Modern motorhomes are very much all-weather leisure vehicles – they are heated and well-insulated, making them a perfect home from home even in the dead of winter.

Even so, it is important to be realistic and recognise that while your motorhome is designed for winter conditions on the roads, these are likely to prove tricky for any driver. The hazards of ice, snow, and severely reduced visibility are all the more challenging if you are driving a motorhome or auto-sleeper.
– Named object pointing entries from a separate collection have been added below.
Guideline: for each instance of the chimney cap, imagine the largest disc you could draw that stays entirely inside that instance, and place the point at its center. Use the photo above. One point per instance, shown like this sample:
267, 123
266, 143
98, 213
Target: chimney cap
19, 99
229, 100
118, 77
So here are a few tips and suggestions for safe winter driving in your treasured motorhome:

Be prepared

  • probably the single most important precaution to take before driving in winter is to be prepared;
  • weather conditions may change at a moment’s notice, and you don’t want to be caught off-guard by the sudden appearance of ice, snow, or sleet;
  • indeed, if snow or other severe weather warnings have been issued – as was the advice for all drivers in the Southeast of England on the 11th of December 2022 – then any outing in your motorhome is unlikely to be considered an essential journey and you need to stay at home;
  • you might also want to sign up for the online weather alerts issued by Met Office which can advise you by email of impending danger and hazards on the roads;

Winter tyres and chains

  • if you know we are in for a prolonged cold snap or heavy snowfalls are predicted – you might even be driving your motorhome to one of Europe’s winter sports destinations – you might want to consider investing in winter tyres as a very minimum;
  • in some areas of Austria, France, Germany, and Switzerland, advises the RAC, winter tyres, snow chains or snow socks – textile liners that wrap around the wheels of your motorhome – may be a legal requirement;

Keep a safe distance

  • keeping a safe distance from the vehicle in front of you is ever-green advice – but becomes even more critical in wintertime;
  • as conditions on the roads deteriorate – and especially if there is ice or snow – you may need to triple or even quadruple your distance behind the vehicle in front;
  • that extra gap might make all the difference you need if the vehicle stops suddenly and your braking and final stopping distance is put to the test;
  • even in rain, your braking distance is likely to increase – and on icy roads, says the RAC, you will be well advised to allow up to 10 times the normal recommended distance between you and the car in front;


  • winter driving also relies on your having an even more familiar knowledge of your motorhome’s controls – especially the demister;
  • the last thing you want to be doing when trying to concentrate on the road ahead is to be fiddling with unfamiliar controls to get the correct flow of air from the demister;


  • clearly, any accumulated ice on the windscreen needs to be removed before setting off but never try to do so by pouring hot water over it – you are likely to crack your windscreen – so, instead, use a patent de-icing spray or liquid to help prevent the accumulation of ice in the first place, invest in a purpose-designed windscreen cover or even use cardboard or an old sheet;
  • be similarly careful when using hot water to heat keys to turn in frozen locks – modern locks are likely to incorporate plastic components which may melt if the key is too hot;

The windscreen washer

  • you’re likely to be needing the windscreen washer to maintain good visibility whilst on the move, so remember to keep the water reserve topped up with an appropriately strong de-icing fluid;


  • if you have forgotten to do so, or do not know whether the vehicle’s radiator is topped up with antifreeze, have the concentration checked and add more to bring it up to the required level.

Your motorhome is designed for all-weather enjoyment, so don’t hesitate to use it for just that. But remember that extra care, preparation, and precautions may be needed for the challenge of winter driving conditions.